# Should I buy this smoker on CL?



## DoughBall (Jun 22, 2019)

I had to come out of my lurking hole to get some help. I've been looking around for a used BBQ. I think they are a little harder to find here in Portland than in some parts. I found this reverse flow smoker and while it could be a decent buy, I'm wondering if you guys have any suggestions as to what I should be looking for when I look at it.

https://portland.craigslist.org/clc/for/d/canby-bbq-smoker/6913529702.html


----------



## JJS (Jun 22, 2019)

It looks like a decent set up.

The problem with “custom” smokers is that you won’t know how it works unless you have it fired up. I guess you could have him stoke it up and check it out that way or just buy it knowing that you may have to modify it some to make it work the way you want it to. 

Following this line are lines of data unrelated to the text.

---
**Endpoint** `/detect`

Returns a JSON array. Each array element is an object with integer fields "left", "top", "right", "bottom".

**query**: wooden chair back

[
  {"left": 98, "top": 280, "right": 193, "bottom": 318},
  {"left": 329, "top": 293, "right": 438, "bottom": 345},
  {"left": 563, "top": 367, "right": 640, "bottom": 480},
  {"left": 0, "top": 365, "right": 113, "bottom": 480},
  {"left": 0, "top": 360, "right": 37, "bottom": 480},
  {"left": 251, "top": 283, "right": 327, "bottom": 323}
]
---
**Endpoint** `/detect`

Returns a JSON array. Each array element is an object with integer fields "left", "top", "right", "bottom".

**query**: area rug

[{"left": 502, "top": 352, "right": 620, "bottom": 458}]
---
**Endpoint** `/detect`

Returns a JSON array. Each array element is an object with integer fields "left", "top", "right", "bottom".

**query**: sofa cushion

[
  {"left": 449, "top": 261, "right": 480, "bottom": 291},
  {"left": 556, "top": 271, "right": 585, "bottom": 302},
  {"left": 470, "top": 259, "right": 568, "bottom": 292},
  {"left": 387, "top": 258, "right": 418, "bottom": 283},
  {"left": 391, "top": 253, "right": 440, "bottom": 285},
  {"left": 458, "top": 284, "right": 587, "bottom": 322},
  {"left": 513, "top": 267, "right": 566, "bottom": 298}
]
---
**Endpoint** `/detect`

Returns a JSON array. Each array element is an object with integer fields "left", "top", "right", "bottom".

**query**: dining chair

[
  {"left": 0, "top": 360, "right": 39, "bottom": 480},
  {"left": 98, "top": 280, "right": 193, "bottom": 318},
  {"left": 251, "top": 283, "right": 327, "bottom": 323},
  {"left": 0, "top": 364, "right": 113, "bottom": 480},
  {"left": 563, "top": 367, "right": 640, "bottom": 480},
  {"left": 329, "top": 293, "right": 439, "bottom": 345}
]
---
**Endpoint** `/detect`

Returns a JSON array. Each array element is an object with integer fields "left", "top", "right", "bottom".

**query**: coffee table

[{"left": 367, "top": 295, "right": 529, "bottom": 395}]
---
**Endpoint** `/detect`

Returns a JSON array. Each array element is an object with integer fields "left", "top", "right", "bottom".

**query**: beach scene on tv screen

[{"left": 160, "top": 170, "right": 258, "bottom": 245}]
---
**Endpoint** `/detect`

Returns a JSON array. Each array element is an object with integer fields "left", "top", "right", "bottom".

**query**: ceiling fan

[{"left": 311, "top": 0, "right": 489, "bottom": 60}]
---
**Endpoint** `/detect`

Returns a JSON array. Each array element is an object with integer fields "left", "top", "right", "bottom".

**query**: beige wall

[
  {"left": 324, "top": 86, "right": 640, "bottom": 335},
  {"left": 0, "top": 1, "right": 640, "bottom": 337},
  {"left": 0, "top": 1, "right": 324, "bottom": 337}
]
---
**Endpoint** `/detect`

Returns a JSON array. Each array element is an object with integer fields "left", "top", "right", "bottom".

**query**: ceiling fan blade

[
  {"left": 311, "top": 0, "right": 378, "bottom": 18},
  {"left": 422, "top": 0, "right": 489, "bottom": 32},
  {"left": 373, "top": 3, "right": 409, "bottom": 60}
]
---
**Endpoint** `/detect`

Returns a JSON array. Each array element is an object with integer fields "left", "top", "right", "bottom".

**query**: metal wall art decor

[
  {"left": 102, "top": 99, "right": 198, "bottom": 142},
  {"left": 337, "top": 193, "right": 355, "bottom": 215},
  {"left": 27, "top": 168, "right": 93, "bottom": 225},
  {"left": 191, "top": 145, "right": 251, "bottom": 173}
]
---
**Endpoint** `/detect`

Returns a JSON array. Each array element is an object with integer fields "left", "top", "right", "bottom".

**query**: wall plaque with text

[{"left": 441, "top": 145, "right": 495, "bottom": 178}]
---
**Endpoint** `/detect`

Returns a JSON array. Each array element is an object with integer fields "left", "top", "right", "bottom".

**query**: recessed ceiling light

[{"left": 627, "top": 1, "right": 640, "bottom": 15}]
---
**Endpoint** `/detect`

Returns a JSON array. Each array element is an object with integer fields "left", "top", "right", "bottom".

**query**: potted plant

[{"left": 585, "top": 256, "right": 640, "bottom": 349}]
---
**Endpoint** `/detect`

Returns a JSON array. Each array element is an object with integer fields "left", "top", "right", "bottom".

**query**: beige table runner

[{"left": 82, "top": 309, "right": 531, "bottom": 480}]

Sorry I couldn’t be more help but it’s kinda a crap shoot


----------



## chilerelleno (Jun 22, 2019)

Nobody really should be able to say one way or another without seeing it in person.
Seeing how well it's built, the fit of the door and even firing it up.
Run the dimensions through a calculator and see if they're good to go.


----------



## DoughBall (Jun 22, 2019)

Thanks. What should _I look at in terms of dimensions?_


----------



## chilerelleno (Jun 22, 2019)

There are calculators for designing smokers, regular or reverse flow and more.
You enter the dimensional numbers of your cooking chamber and tells you what size all the specs should be for everything else.
Everything that will make it function in an optimal manner.
Firebox size/shape, firebox to cook chamber opening size, air vent sizes, chimney diameter and height and more.

Example: http://www.feldoncentral.com/bbqcalculator.html


----------



## Smokin Okie (Jun 23, 2019)

I can't offer advise from experience,  but from what I've read,  offsets with the smaller diameter cook chamber have air flow problems.   At Horizon, they will guide people away from their 16",  especially the one that also has a vertical chamber.  I've seen a couple of those for sale.   And IIRC,  the Yoder 16" also has air flow problems.

Seller says the one your looking at, has an 18" lower grate.   I would want at least a 20" cook chamber,  and I would prefer a 24".


----------



## DoughBall (Jun 24, 2019)

I ended up purchasing the unit. The engineering on it is pretty good. The guy who built it was an engineer so he was pretty geeked out on how it performed. The shortcomings are the thickness of the metals. Firebox is 3/16 and cooking area is 1/8, not 3/16 as he had represented. It's built well besides the undersized thicknesses. This is a good first offset. If I really enjoy it over the next couple years, I'll probably break down and by a Klose or something to their standard. To get one of his to PDX would probably cost me close to 4k by the time it is said and done. $1000 bucks to get going and still have a pretty decent unit feels ok to me and I've got plenty of kiln dried oak and maple at my disposal. Thanks for the suggestions. Really appreciate them all.


----------



## Preacher Man (Jun 29, 2019)

Have you had a chance to use it yet?


----------



## DoughBall (Jul 1, 2019)

Thanks for asking 

 Preacher Man
. I did, thank you. I've done a couple chickens and a round of ribs. In general the smoker does well. I think the main difference between this and a Klose or that level of smoker and this one is the amount of attention it needs. The ribs were my second round, so they were better for sure. The smoke was nice throughout and I also upgraded my wood stash. We have a guy down the road that sells kiln dried oak and that helped significantly. I downsized my sticks, but needed to keep adding about every 1/2 hour to 45 min. I found more consistency in temperature adding small amounts more frequently. I was able to keep my temps between 200-275 with a target of 225. I got a little hot early. downsized my splits and then stayed between 200-250 the rest of the way and mostly at 225. I'm a big fan of simple. Avocado oil, sea salt and pepper to start. I did a 4 hour smoke, put the ribs in foil/added a light coat of my favorite bbq sauce that I use for the cook only and then did another hour. After that, I put them in a cooler and let them rest for an hour at the very end. I served them up with an Apple Habenero sauce that I like. The ribs that came out were the best I've ever had. I'm sure I could find better, but these were pretty darn good. Next up are 5 racks of beef and pork ribs for the 4th.


----------



## chopsaw (Jul 1, 2019)

Doug I think I remember the smoker , but the add is gone . Maybe throw up a pic if you get time .


----------